Espinet et al. [357] studied another 21 patients with SS using both conventional cytogenetics and cross-species colour banding and found the most common structural abnormalities to involve 1q, 2q, 6q and 8q and the most common numerical abnormalities to be monosomies of 9 and 10 and trisomy 18 with monosomy 10 in 73 % of abnormal cases. Multicolour FISH applied to 9 abnormal MF/SS karyotypes also showed abnormalities of 10q to be the most common, observed in 7/9 cases [358]. Recurrent breakpoints were 1p32–36, 6q22–25, 17p11.2–13, 10q23–26 and 19p13.3, and one patient also showed the dicentric 8;17 translocation described previously in two patients with SS by Thangavelu et al. [356]. Loss of heterozygosity was examined at a number of loci in 19 MF patients and frequent LOH confirmed at 10q23 (PTEN) and 17p13 (TP53) [359].

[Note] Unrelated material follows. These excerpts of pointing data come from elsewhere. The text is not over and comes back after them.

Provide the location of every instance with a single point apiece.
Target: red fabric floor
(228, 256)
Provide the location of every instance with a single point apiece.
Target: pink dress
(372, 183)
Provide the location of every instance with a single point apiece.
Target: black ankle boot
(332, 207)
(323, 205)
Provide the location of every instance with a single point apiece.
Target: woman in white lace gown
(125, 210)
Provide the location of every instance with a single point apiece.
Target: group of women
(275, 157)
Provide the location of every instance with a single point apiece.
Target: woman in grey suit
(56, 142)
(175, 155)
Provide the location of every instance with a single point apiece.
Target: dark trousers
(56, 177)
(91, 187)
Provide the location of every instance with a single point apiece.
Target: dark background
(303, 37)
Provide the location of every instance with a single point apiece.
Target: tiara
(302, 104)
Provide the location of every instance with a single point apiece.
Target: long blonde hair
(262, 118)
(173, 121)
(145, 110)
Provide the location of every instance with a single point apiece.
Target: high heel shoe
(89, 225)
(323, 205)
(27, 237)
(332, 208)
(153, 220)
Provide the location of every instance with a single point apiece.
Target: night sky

Array data from a number of publications are summarised in Table 44.3. The most frequently reported copy number gains are of 17q and, in two series of SS cases, gain of 8q encompassing MYC was observed. The most frequent recurrent losses were of 10q and 17p.
Table 44.3
Array data showing recurrent copy number gains and losses in MF and SS
Dx (no. studied) | Gains | Losses | References |
---|---|---|---|
MF (22) | 1p36.2, 1q31–1q32, multiple regions on 7q and 7p | 5q13, 9p21, 13q14–13q31 | [360] |
MF (16), SS (18) | 4/4q, 17q/17, 18 | 1p31–36, 10q26, 17p, 19 | [429] |
MF (3), SS (4) | 17q11.2–17q12a | 10q23 | [364] |
MF (15), SS (11) | 10q23.33–24.1, 10q24.33–10q25.1 | [363] | |
MF-T (11)b | 1p36, 7, 9q34, 17q24-qter, 19 | 2q36-qter, 9p21, 17p | [430] |
SS (20) | 2p11.2, 4p16.1, 7p21.1, 8q24.1–q24.3, 17q21.31–q23 | 3q26.33, 5q14.3, 7p14.1, 9p13.1–9p2, multiple regions on 10, 16p11.2, 17p13–17p12 | [361] |
SS (28) | 17p11.2–17q25.3, 8/8q, 10p15.3–10p12.2 | 10p12.1–10q16.3, 17p13.2–17p11.2, 9q13–q21.33 | [431] |
SS (6) | 22q11.2–22q13.3 | 1p36–1p22, 6q24, 15q11.2 | [432] |
Comparing aCGH studies of 22 patients with tumour-stage MF and 20 SS patients did not identify much overlap in the recurrent chromosome aneuploides seen in the two groups [360, 361]. Five SS patients and 2 MF patients were studied using a genomic microarray containing 57 oncogenes and showed oncogene copy number gains of RAF1 (3p25), CTSB (8p22), PAK1 (11q13) and JUNB (19p13) in 5/7 patients. A further 23 SS and 10 MF patients were subsequently studied by immunohistochemistry and showed expression of nuclear JUNB in 21/23 SS and 5/10 MF patients [362].